Los movimientos sociales no están formados de escritores ni de expertos en argumentación. Hay un trabajo de traducción por hacer (los lenguajes del técnico y del manifestante son heterogéneos e irreductibles), que debe ser extraordinariamente respetuoso, y que no puede realizarse fuera de un diálogo activo y volcado a incorporar las demandas sociales legítimas en las tareas del Estado. Es ese juicio sobre la legitimidad y la importancia de las demandas explícitas y subyacentes de la ciudadanía lo que hace la diferencia entre una política y otra; entre una actitud intelectual cerrada y excluyente y una curiosa y abierta a la verdad que relata la gente en su propio idioma.

Hacer un gobierno ciudadano es transformar los pasillos en calles

Es curioso que nuestra imaginación institucional, apenas puesta a prueba por voces disidentes se refugie en lo más arcaico de sus seguridades; ¿Qué cambió? No necesariamente la “ciudadanía”, esa abstracción misteriosa que tanto se invoca…

La ciudadanía es efectivamente un misterio. Si no lo fuera no tendríamos necesidad de elecciones. Pero la política, al parecer consiste en prever, anticipar, controlar los riesgos y disciplinar los peligros que se envuelven en ese misterio. Los que se sienten investidos de autoridad suelan caer en los abusos de la autoafirmación que los lleva a creer que su representación es la única legítima y decente. Esto de que el poder corrompe se escribió para casos extra dramáticos. Lo que aplica en nuestro tiempo de medianías, son las distorsiones del poder; oír sin escuchar, recibir sin acoger, mirar sin ver, conocer para controlar.

La oposición entre la calle y la vereda política es una de esas fuentes de distorsiones más dañinas en una sociedad.

Es hora de reconocer su verdad a los movimientos sociales. Es cierto, no cubren todo el espectro de las expresiones sociales, pero expresan una verdad que grita por la urgencia de ser reconocida. Y el reconocimiento que piden, es ser admitidas en el seno de la institucionalidad con su propia carga de problemas y de experiencias. La ciudadanía es una abstracción que grita en las calles cuando no tiene otro lugar eficiente para hacerse considerar.

Este no es un tema que divida a los mansos de los agresivos.
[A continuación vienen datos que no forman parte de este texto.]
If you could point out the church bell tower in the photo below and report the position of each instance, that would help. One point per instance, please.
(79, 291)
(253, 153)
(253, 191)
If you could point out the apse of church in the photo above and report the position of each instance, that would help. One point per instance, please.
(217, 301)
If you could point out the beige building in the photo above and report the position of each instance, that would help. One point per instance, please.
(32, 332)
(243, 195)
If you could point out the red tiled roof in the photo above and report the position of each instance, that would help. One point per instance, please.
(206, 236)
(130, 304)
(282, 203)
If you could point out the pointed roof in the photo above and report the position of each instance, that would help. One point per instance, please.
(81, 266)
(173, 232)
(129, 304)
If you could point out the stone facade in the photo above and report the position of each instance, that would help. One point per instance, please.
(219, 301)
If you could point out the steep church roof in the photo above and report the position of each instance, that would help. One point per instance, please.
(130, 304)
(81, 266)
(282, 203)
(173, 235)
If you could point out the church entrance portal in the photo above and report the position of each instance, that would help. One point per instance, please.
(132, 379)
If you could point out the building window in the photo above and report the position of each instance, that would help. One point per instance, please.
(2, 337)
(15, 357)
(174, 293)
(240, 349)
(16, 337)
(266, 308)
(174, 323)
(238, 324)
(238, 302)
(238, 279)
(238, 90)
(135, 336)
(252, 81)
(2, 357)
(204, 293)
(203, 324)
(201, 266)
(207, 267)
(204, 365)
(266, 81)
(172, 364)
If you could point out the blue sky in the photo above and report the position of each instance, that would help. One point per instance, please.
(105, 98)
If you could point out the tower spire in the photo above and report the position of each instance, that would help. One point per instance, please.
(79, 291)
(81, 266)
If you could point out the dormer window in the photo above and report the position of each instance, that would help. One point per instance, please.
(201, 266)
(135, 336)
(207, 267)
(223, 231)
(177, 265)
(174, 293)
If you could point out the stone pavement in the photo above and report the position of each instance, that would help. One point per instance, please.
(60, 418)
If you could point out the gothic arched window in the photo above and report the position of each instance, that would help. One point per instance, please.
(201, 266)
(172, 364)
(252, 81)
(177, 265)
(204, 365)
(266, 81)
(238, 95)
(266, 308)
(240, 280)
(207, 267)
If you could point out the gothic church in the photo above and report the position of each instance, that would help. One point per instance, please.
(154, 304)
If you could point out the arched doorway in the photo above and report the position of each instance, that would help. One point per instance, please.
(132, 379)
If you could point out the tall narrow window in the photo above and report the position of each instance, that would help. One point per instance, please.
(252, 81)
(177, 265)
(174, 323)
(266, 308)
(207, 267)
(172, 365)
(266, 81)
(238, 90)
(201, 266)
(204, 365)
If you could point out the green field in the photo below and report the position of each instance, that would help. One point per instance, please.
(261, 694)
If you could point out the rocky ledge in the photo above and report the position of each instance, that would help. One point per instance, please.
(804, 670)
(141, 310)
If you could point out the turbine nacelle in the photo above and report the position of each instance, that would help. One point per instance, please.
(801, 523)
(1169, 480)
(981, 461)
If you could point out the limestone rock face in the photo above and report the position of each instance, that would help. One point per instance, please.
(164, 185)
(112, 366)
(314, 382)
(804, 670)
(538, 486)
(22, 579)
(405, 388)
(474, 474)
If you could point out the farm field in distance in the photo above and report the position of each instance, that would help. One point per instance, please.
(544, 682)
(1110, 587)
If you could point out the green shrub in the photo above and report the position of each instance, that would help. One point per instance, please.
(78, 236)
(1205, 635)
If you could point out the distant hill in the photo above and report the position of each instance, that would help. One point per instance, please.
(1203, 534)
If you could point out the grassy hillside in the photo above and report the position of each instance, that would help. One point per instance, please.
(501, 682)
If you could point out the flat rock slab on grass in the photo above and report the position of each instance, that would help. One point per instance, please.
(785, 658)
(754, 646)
Estos son conflictos sociales, que atraviesan a la sociedad y al Estado y que deben ser abordados, en primer lugar sincerándolos, y luego, poniendo sobre la mesa la separación entre lo público y lo privado, la necesidad de permear las instituciones por la ciudadanía y, tener la valentía de dejar de postergar los ajustes de fondo que necesita nuestra organización política.

Esta unidad de la autoridad que es una ficción cada vez más trizada, encubre con su manto mítico la comodidad de los sectores favorecidos con una organización del poder político que lo hace cercano a su influencia y que lo separa de los enojos de la gente.